Culture prolétarienne


Je dirais que là le terme le plus simple pour remplacer cette expression est "culture populaire" (Bourdieu l'utilisait déjà il me semble dans ses travaux). Pourquoi pas éventuellement dans certaines situations, « culture révolutionnaire ».

Lumpenproletariat (ou littéralement « prolétariat en haillons »)

Un terme de toute façon peu utilisé, même par les marxistes, aujourd'hui. Le concept peut être transcris à travers celui de « précariat » ou simplement de « précaires » (voire pourquoi pas, « pauvres »). On peut aussi leur préférer des expressions comme « marginaux », « déviants », « exclus », mais on est alors déjà en train de dériver un peu par rapport au concept de base.

Masses

Un terme qui est connoté fort négativement aujourd'hui je crois. Je propose de le remplacer par l'expression « grand public », tout à fait adapté à nos habitudes langagières il me semble.

Bourgeois

A part pour désigner les partis de droite comme « partis bourgeois », pour désigner des notions historiques, ou pour faire référence à l'ancienne bourgeoisie, il vaut mieux abandonner ce terme. Parler des « riches » à la place me semble une bonne solution, ou bien selon comment, de « patrons ».

Petit-bourgeois

Le terme peut encore être employé pour désigner un adversaire négativement. On peut sinon employer le mot « petit patron » dans les cas où cela se justifie. Bourgeois de Bohème, sous sa contraction populaire « bobo » peut aussi se justifier dans certains cas.
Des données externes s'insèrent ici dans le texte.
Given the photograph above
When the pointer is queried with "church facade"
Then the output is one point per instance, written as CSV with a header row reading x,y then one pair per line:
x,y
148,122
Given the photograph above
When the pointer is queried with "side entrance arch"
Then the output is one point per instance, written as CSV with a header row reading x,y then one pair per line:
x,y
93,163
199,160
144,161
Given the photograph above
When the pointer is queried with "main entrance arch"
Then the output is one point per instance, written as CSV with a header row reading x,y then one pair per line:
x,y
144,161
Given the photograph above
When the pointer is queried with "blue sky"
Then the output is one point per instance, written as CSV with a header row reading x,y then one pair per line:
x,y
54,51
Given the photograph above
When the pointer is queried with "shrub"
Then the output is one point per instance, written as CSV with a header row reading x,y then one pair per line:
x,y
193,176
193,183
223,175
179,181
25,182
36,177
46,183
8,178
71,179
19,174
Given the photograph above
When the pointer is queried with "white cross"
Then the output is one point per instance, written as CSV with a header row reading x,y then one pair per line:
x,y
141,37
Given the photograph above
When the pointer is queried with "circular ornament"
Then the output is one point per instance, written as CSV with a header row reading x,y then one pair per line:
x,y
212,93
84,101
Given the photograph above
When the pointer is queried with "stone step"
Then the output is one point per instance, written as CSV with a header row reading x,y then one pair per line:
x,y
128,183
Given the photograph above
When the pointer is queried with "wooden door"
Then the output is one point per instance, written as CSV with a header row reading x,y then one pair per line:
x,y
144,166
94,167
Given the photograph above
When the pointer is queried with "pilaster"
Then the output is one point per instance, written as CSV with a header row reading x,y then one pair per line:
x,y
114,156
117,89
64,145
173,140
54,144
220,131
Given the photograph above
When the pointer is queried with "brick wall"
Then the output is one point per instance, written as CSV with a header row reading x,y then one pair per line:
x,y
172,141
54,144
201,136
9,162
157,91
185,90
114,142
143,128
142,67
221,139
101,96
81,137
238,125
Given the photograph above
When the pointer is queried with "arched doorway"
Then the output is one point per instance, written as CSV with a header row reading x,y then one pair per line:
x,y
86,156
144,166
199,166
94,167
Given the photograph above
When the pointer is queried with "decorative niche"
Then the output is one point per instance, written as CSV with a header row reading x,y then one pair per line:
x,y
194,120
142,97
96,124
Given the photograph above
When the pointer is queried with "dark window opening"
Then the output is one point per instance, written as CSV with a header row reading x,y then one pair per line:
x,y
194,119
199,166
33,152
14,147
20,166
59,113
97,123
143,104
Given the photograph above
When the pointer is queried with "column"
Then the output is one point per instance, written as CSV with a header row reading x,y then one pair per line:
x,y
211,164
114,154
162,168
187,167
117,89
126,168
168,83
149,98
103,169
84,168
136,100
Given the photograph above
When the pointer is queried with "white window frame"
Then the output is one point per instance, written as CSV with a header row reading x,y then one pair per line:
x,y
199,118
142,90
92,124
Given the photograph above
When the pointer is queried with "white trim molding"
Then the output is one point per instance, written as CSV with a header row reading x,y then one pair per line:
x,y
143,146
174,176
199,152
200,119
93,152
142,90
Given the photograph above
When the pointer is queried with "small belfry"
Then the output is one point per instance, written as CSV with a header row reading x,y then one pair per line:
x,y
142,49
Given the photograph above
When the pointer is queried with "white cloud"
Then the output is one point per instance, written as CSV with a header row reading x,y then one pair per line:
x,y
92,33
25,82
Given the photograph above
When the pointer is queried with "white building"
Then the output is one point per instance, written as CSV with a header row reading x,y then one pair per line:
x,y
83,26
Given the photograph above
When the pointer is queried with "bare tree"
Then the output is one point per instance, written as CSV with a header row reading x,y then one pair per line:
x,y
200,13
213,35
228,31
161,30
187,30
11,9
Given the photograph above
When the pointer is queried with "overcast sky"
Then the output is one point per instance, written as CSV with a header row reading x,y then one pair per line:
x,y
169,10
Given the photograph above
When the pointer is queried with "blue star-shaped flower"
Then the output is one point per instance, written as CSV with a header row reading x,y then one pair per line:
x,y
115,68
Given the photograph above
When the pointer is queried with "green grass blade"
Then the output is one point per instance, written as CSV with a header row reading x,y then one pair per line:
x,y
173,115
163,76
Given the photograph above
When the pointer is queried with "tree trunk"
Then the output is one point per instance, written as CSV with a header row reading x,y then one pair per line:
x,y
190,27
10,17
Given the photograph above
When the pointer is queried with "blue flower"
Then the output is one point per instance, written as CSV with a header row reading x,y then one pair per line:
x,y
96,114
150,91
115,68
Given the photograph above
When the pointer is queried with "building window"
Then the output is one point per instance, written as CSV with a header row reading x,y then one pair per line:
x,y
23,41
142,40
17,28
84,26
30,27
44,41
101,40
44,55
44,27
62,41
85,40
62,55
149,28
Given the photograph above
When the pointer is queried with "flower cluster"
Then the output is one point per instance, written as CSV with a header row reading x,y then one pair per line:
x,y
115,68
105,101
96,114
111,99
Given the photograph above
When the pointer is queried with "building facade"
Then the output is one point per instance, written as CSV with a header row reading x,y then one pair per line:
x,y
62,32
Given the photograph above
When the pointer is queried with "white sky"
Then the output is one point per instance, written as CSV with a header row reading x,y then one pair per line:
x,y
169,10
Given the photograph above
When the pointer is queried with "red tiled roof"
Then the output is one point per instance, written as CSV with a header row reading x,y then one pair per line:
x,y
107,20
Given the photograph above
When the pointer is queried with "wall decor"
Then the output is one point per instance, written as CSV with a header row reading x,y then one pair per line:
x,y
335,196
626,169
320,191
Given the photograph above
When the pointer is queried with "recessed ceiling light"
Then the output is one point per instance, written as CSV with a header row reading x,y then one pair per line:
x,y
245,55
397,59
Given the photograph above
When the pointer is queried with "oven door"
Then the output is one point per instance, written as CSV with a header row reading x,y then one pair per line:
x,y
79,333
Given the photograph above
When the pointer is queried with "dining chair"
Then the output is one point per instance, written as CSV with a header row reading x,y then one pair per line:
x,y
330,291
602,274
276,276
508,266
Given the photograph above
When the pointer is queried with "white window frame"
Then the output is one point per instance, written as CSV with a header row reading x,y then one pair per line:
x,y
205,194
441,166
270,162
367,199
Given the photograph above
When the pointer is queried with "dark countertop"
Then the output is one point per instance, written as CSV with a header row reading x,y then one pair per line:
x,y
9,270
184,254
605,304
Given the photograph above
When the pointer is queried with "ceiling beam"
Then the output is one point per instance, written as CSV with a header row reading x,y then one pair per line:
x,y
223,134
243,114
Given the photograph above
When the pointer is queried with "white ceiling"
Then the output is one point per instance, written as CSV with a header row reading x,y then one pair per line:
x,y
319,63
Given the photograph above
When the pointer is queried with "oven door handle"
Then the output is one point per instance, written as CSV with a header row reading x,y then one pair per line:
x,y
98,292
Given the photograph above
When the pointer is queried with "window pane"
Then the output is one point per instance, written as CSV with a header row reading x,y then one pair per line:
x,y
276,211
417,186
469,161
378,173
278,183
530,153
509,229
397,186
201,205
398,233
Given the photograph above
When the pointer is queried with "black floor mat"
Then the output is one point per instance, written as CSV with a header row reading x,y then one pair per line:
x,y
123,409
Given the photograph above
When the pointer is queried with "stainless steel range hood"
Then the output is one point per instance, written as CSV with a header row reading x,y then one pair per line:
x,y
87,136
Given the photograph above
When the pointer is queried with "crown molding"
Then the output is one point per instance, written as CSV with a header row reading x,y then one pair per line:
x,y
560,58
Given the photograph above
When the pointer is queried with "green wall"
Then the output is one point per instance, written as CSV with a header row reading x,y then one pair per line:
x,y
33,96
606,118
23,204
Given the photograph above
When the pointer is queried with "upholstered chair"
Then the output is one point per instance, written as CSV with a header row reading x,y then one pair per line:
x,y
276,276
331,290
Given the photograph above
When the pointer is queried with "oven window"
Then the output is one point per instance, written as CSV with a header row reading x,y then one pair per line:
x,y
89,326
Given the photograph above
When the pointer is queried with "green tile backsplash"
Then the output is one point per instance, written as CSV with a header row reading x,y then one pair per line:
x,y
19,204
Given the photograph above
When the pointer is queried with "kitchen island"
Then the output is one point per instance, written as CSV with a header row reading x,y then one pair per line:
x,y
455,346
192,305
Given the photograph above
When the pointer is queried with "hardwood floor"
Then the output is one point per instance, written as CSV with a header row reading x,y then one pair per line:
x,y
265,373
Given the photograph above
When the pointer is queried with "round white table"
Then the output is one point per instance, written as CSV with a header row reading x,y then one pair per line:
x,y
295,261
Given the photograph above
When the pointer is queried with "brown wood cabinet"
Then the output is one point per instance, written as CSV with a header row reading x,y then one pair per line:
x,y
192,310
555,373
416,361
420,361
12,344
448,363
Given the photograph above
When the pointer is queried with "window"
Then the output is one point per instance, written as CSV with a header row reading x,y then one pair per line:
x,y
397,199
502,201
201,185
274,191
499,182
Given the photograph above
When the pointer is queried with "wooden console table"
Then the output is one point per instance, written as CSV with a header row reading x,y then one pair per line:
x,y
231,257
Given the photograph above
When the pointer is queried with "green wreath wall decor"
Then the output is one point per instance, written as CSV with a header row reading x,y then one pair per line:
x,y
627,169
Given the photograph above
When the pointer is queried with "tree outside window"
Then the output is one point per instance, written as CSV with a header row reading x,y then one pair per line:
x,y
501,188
Enfin, il y a évidemment aussi le terme « classe moyenne » que l'on peut différencier entre « classe moyenne inférieure » (équivalent éventuellement à « petite-bourgeoisie prolétarisée ») et « classe moyenne supérieure ».

Culture bourgeoise

A nouveau, sauf pour parler de notions historiques, ou de l'ancienne bourgeoisie, il vaut mieux parler de « culture dominante » (par opposition à la culture populaire).

Classe bourgeoise/classe capitaliste

Là très clairement, je conseille de parler de « classe dominante » (ou au pluriel « classes dominantes ». L'expression passe très bien. Bien entendu, on peut aussi parler « des riches » sinon, voire employer le terme « oligarchie » ou « ploutocratie », qui sont revenus un peu à la mode.

Capitaliste

Un joli mot, mais malheureusement il faut aussi l'abandonner pour le moment. Je propose de prendre le mot « manager » pour désigner le capitaliste gestionnaire, et le mot « actionnaire » ou « gros actionnaire » pour désigner le capitaliste propriétaire (et rentier). On peut évidemment aussi fort bien employer le mot « patron » de manière indifférenciée pour désigner ces deux concepts.


Capitalisme

Aucun problème. Au contraire, ce mot désigne très bien la société contemporaine.

Classes sociales

On préférera le terme « groupes sociaux ».

Lutte des classes

Mieux vaut en parler indirectement, en s'étendant sur la confrontation ou la lutte entre patrons et travailleurs.

Plus-value

Ce terme ne peut être utilisé dans son sens marxiste. Il faut privilégier les concepts de « domination » et « d'exploitation ».

Collaboration de classe

Je dirais que le terme à utiliser dans ce cas est celui de « compromission ». Je cherche encore un meilleur équivalent.

Révolution

Éventuellement « transformation sociale ».

Dictature du prolétariat

Totalement incompréhensible pour les contemporains. Un terme à abandonner.

Soviets

Superbement mal connoté, il faut revenir au sens d'origine, soit « démocratie des conseils ».